El sábado entrevistaron a Mario Conde en el programa La noria, de Telecinco. El personaje que logró subir a la altura de los banqueros, y cayó después a los infiernos, dijo algunas cosas que cuando menos nos hacen reflexionar.

Mario Conde es una persona que tuvo una brillante carrera: licenciado en derecho con sobresaliente en la Universidad de Deusto, nº 1 en las oposiciones a Abogado del Estado…, su amistad con Juan Abelló le introdujo en el mundo de los negocios, y con la venta del laboratorio familiar se embolsó una buena comisión. Ambos invirtieron sus ganancias en la compra de otro laboratorio, Antibióticos, S.A., y consiguieron triplicar su facturación en poco tiempo, vendiéndosela posteriormente a Montedison, con grandes beneficios para ellos. 

Con el dinero ganado, entró como accionista en Banesto, y como uno de los dos mayores accionistas individuales, consigue una vicepresidencia, sustituyendo a finales de 1987 a López de Letona en la presidencia del Banco. 

Hasta aquí, la historia del Mario Conde triunfador, ídolo a imitar. Con 39 años logró ascender a lo más alto de uno de los grandes bancos, partiendo de la nada.

Es posible que en el camino tuviera que hacer algún chanchullo, a los que somos tan dados en España, pero hasta ahí su carrera parece muy brillante. 

Su ascenso produjo una gran revolución en la Banca española. Las grandes estirpes de banqueros veían como se colaba un “intruso”, que no procedía del sector ni pertenecía a ninguna familia, y esto no fue bien visto. 

Como responsable financiero tengo relación con diversas entidades, aunque realmente trato con “bancarios”, no con banqueros. Es decir, trato con directores de sucursal, de zona, o territoriales, pero no con banqueros (es decir, Botín y compañía, que serían los banqueros de verdad). 
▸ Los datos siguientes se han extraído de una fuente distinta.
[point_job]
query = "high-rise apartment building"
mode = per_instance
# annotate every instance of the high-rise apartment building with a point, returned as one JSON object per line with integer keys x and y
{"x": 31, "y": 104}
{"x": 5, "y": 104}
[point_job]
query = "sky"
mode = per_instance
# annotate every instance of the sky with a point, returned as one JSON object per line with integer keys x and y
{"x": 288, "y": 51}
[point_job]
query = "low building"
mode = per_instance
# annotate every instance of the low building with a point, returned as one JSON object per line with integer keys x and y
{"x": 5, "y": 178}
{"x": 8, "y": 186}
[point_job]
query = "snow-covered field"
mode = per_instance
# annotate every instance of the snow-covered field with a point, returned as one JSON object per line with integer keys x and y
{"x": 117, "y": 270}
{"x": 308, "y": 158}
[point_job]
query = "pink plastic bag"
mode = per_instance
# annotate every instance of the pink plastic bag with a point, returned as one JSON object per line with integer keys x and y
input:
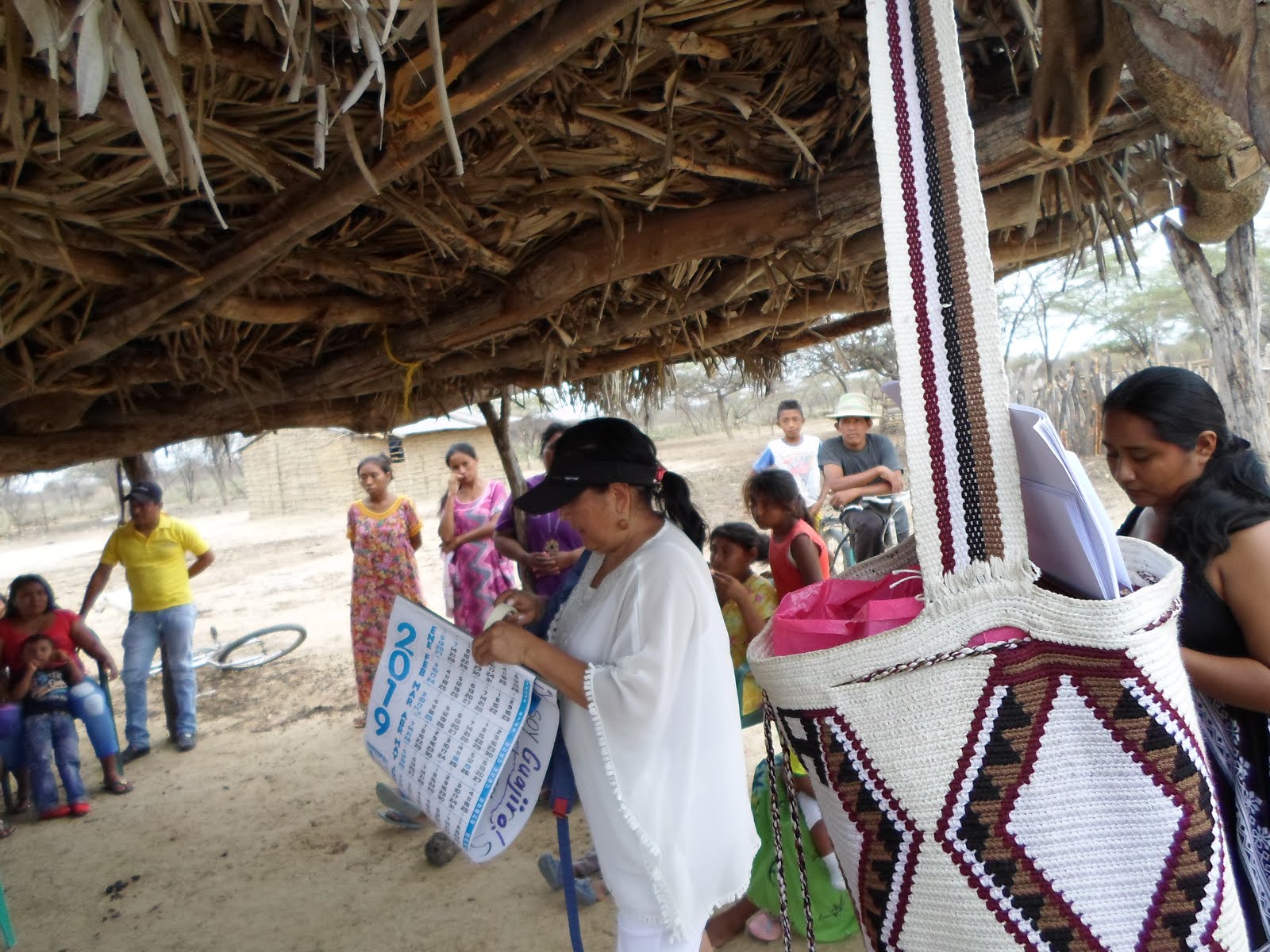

Sin embargo, parece que todos los bancarios están cortados por el mismo patrón. A veces veo por la calle a alguien que no conozco, con aspecto de bancario, y ¡efectivamente!, lo es, se les nota, quizás porque pertenecen, o ellos lo creen así, a otra estirpe. 

Lo mismo parece que sucede ahora con los políticos, según se deriva del escándalo en el que puede estar implicado el presidente valenciano con los trajes presuntamente regalados, parece que lo de la ropa es un signo de distinción muy importante.

En  un sistema basado en la confianza, la mujer del César, además de honrada debe parecerlo, así que las apariencias son fundamentales. 

Siguiendo con la historia de Mario Conde, además del agujero que pudo hacer en Banesto (él se preguntaba por qué ahora no se intervenía ninguna entidad, y a él sí), se creó una serie de enemistades, tanto en el mundo bancario (lo veían como a alguien ajeno), como en la política, ya que en aquella época se rumoreaba sobre su posible participación en un partido político (cosa que desmintió). De hecho, afirmó que la comisión de investigación fue promovida por Aznar. 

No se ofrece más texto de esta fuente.